Les crédits de ce chapitre avaient fortement augmenté dans la loi
de finances pour 1999 puisqu'ils avaient été majorés de
57,8 % , pour s'établir à 897 millions de francs. Au 30 juin
1999, près de 80 % des crédits du chapitre avaient
été ordonnancés.
En 2000, le gouvernement poursuit son effort et porte le montant des
crédits de la LBU à 918 millions de francs.

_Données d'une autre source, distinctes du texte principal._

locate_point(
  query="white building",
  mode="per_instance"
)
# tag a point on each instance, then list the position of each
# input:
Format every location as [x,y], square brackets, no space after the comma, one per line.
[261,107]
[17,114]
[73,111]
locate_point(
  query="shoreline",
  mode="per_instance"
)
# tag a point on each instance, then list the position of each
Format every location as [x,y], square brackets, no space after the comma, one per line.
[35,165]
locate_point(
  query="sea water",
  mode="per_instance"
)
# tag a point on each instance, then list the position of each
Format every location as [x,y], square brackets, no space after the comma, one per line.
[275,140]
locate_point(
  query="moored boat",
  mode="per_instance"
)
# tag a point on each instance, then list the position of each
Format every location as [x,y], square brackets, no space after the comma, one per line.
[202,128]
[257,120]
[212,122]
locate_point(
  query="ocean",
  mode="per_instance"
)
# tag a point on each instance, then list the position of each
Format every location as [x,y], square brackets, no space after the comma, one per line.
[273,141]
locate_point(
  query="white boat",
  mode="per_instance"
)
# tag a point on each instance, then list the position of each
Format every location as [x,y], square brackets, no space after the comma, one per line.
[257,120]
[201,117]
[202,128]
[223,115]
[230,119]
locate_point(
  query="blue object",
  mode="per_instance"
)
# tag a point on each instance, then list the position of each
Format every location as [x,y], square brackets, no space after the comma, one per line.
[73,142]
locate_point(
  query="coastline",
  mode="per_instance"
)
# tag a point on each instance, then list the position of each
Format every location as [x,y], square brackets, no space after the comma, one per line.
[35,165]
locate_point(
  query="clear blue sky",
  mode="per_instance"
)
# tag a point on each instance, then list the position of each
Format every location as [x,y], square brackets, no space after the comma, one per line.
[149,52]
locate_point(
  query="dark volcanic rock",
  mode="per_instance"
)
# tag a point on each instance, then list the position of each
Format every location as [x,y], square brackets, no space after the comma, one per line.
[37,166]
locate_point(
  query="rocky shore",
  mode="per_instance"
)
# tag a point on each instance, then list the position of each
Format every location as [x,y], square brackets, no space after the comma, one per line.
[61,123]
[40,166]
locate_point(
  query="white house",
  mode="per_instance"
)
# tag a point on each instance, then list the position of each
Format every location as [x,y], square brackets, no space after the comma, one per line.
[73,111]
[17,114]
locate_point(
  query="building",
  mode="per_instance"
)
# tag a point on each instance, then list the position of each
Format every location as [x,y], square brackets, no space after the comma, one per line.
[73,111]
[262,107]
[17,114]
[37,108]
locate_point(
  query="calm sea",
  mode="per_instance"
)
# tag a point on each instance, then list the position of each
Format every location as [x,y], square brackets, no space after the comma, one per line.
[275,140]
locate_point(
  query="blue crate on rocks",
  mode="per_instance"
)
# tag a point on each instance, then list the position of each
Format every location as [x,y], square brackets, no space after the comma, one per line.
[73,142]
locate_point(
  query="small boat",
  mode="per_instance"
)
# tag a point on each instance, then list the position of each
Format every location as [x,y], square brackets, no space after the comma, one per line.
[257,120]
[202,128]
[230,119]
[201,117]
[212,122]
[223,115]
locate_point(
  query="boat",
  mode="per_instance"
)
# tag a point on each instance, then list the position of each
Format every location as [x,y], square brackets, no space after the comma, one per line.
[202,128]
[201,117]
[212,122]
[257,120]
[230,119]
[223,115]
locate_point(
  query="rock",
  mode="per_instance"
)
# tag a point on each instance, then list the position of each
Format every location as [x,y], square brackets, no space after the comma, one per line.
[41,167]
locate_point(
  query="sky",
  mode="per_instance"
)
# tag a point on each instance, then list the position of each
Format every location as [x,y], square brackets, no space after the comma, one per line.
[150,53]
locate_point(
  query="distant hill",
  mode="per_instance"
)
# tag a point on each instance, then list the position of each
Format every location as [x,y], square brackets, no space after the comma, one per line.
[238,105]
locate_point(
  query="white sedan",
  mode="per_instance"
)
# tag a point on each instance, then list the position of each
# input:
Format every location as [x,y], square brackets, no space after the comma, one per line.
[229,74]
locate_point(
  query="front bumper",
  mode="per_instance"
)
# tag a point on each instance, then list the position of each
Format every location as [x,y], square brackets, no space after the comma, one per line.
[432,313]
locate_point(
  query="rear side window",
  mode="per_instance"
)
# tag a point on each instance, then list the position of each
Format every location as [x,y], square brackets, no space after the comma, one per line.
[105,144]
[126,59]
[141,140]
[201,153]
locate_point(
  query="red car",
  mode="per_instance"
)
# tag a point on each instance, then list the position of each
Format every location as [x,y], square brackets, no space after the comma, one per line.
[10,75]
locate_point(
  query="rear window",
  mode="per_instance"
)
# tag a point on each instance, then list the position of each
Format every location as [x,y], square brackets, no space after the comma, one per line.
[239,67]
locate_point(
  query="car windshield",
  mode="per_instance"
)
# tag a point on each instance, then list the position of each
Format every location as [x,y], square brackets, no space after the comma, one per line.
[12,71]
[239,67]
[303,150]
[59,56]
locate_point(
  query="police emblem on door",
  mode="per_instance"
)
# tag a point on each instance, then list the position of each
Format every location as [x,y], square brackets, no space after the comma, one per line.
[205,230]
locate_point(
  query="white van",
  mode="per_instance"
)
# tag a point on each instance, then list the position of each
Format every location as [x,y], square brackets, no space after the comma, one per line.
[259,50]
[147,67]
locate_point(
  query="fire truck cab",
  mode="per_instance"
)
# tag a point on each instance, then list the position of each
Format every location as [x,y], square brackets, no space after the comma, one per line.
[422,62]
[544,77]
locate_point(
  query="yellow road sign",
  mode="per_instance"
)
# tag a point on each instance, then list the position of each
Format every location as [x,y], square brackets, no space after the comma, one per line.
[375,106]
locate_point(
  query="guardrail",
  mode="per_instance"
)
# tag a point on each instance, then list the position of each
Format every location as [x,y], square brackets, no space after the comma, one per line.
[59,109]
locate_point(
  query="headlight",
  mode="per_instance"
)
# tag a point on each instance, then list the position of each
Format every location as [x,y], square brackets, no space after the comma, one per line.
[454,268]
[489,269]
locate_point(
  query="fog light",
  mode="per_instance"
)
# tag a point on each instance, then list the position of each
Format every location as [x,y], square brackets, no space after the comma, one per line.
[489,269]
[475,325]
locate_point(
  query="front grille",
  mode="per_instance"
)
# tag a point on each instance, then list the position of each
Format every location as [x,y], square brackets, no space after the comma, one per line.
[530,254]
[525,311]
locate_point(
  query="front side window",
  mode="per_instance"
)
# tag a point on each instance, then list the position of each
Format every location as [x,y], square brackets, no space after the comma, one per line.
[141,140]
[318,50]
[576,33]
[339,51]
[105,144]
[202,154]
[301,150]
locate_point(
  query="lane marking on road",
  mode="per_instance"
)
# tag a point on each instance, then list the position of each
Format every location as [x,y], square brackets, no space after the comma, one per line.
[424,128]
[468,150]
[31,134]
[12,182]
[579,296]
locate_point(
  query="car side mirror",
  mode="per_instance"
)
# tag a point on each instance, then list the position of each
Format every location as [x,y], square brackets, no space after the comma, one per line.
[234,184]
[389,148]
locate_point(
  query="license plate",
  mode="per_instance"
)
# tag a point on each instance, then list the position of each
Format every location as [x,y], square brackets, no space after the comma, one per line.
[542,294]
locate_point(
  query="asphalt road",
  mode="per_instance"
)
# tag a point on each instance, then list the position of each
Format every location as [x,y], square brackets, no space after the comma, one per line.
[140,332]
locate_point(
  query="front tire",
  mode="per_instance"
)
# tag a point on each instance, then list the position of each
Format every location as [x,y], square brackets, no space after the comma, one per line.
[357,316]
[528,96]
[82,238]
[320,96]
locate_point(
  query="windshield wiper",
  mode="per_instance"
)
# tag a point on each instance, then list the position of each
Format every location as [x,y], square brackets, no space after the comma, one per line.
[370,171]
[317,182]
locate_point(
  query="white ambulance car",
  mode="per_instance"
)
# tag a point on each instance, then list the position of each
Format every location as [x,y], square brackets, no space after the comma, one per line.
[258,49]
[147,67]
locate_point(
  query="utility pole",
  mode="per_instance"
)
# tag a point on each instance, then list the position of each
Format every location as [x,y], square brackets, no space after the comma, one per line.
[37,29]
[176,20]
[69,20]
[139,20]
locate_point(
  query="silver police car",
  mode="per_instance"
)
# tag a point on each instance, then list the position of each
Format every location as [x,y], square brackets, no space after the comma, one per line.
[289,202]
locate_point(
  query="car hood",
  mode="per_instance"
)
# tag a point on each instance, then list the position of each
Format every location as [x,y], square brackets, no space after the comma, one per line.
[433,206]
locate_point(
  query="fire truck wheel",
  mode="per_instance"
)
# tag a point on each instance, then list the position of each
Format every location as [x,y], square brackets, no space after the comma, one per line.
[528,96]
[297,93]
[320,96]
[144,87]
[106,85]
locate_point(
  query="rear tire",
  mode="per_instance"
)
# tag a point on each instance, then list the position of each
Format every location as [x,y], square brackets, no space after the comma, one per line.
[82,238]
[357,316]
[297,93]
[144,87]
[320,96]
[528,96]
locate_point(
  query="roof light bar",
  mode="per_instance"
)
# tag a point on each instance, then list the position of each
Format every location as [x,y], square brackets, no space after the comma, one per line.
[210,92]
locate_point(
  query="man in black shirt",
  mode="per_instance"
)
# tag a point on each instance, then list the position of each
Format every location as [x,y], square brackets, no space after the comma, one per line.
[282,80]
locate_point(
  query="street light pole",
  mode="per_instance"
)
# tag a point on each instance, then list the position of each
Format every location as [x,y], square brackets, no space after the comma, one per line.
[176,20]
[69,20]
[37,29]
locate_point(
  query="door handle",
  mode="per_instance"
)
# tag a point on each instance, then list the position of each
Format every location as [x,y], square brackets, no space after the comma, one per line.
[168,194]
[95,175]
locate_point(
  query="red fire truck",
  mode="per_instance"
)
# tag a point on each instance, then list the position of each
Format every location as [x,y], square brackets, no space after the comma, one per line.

Il est déjà prévu que 650 millions de francs en provenance
de la " créance de proratisation " seront
transférés à la LBU en cours d'exercice.
5. L'action en faveur de l'investissement et du développement économique et social
Outre la
LBU, les subventions d'investissement accordées par le
secrétariat d'Etat à l'outre-mer se composent essentiellement des
crédits consacrés à l'équipement administratif, des
crédits du fonds d'investissement des départements d'outre-mer
(FIDOM) et du fonds d'investissement pour le développement
économique et social (FIDES).
Les crédits consacrés à l'équipement administratif
(chapitre 57-91) augmentent de 19,4 % dans le projet de loi de finances
pour 2000 et passent de 18 millions de francs à 21,5 millions de francs.

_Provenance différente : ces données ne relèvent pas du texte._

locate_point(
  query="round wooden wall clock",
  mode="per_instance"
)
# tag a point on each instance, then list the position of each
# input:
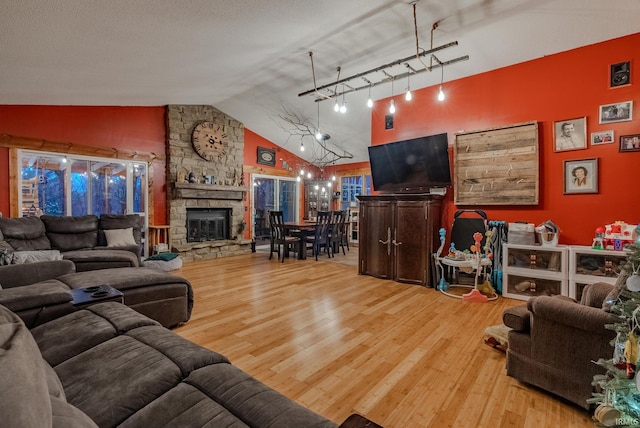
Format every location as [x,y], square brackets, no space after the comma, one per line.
[209,140]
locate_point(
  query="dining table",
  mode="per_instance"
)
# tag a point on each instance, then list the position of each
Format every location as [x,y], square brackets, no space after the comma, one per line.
[300,230]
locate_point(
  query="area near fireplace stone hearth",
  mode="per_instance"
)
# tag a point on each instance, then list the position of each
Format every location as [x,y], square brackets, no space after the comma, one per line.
[205,236]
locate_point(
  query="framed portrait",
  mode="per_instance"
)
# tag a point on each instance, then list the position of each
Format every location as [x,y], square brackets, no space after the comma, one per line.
[616,112]
[630,143]
[570,134]
[580,176]
[266,156]
[602,137]
[620,74]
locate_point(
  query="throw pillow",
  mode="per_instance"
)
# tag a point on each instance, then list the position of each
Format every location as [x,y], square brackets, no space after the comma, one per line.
[163,256]
[120,237]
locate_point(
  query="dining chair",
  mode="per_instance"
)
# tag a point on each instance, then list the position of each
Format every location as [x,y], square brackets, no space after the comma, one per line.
[338,232]
[321,236]
[279,236]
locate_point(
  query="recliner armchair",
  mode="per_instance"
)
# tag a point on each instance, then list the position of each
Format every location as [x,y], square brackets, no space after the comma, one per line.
[555,340]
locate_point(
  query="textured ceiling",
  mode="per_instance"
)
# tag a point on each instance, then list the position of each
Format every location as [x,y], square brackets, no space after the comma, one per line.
[250,58]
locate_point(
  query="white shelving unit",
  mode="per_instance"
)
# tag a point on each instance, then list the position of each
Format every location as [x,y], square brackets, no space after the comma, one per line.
[534,270]
[587,266]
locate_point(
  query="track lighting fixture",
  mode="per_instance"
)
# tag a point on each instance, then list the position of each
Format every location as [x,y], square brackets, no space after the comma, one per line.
[440,91]
[392,104]
[417,58]
[408,96]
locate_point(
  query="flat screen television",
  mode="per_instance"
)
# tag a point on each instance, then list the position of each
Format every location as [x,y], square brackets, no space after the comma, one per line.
[411,166]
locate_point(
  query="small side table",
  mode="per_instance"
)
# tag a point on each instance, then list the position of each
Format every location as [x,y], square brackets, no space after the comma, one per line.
[159,234]
[97,294]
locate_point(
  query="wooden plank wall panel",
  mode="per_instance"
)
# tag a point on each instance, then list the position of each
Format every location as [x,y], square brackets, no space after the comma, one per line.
[497,166]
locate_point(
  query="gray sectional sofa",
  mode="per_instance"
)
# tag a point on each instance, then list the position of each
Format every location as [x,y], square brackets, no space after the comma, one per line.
[109,366]
[81,239]
[39,292]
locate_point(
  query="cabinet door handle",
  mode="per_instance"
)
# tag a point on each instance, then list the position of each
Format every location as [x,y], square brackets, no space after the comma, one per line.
[388,241]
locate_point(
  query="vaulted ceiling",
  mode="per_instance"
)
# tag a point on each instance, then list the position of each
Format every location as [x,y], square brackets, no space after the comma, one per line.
[250,58]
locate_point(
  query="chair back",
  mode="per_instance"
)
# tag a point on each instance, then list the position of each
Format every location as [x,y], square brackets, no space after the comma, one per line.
[323,226]
[338,224]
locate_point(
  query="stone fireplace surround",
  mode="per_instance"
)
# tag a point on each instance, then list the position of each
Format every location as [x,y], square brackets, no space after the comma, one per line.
[182,159]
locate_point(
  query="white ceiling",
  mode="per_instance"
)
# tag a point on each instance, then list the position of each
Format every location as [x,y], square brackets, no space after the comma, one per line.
[249,58]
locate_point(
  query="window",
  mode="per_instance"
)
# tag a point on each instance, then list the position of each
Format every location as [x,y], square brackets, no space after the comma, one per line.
[353,186]
[57,184]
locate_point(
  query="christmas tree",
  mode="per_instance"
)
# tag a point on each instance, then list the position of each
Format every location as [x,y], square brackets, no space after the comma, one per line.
[619,399]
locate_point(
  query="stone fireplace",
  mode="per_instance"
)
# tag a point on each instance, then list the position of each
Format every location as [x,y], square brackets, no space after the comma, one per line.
[206,216]
[208,224]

Cette augmentation s'explique principalement par l'augmentation de 3,9 millions
de francs des subventions d'équipement aux territoires d'outre-mer et
à la Nouvelle-Calédonie (article 20). Elle résulte
des dispositions de la loi organique du 19 mars 1999 relative à la
Nouvelle-Calédonie. Pourtant, entre 1998 et 1999, les reports de
crédits sur cet article avaient augmenté de 11 millions de
francs. L'augmentation des reports sur le chapitre s'établissait quand
à elle à 9,7 millions de francs, soit une progression de
40 %.
Le FIDOM finance surtout la participation de l'Etat aux opérations
inscrites aux contrat de plan Etat-régions et à la convention de
développement de Mayotte. Les crédits du FIDOM augmentent en 2000
(+ 9,5 %, à 217,5 millions de francs), après avoir connu une
baisse continue depuis 1995.
Comme en 1999, la section locale du FIDES n'est pas dotée dans le projet
de loi de finances pour 2000, alors que les reports de crédits existants
ont tous été consommés en 1999, et ce dès le 30
juin. Pourtant, le taux de consommation des crédits de la section locale
est nettement supérieur à celui de la section
générale.
Les ressources du FIDES augmentent également de 13,01 % et passent de
127 à 143 millions de francs.
L'explication de la baisse de 1,2% des dépenses en capital du
secrétariat d'Etat à l'outre-mer provient de la réduction
de près de 70 millions de francs des crédits du chapitre
68-93 "
Actions diverses pour le développement de la
Nouvelle-Calédonie
".
Ce chapitre est un " réservoir ", dont les crédits sont
en partie transférés en cours d'exercice vers des chapitres des
titres III et IV. L'autre partie alimente le fonds d'équipement pour la
Nouvelle-Calédonie (FEPNC). La baisse de 18 % de son montant en 2000,
pour un total de 320 millions de francs, s'explique en partie par
l'incorporation d'une partie de ces crédits à la DGF de
Nouvelle-Calédonie.
B. LES FONDS STRUCTURELS EUROPÉENS
Les
quatre régions d'outre-mer seront les seules régions
françaises à être éligibles à l'objectif 1
des fonds structurels européens pour la période 2000-2006.
L'enveloppe qui leur sera attribuée s'élève à
21,3 milliards de francs sur sept ans, donc environ 3 milliards de francs
par an.
Compte tenu du montant élevé de cette enveloppe, et de la
nécessité pour les Etats-membres de compléter les
financements européens par des " contreparties nationales ",
les régions d'outre-mer bénéficieront d'une enveloppe
spéciale au sein des contrats de plan Etat-région 2000-2006, dont
le montant s'établit à 4 milliards de francs.
Au total, le montant des sommes consacrés par l'Etat dans les
départements d'outre-mer dans le cadre des contrats de plan
s'élève à 5,6 milliards de francs sur sept ans.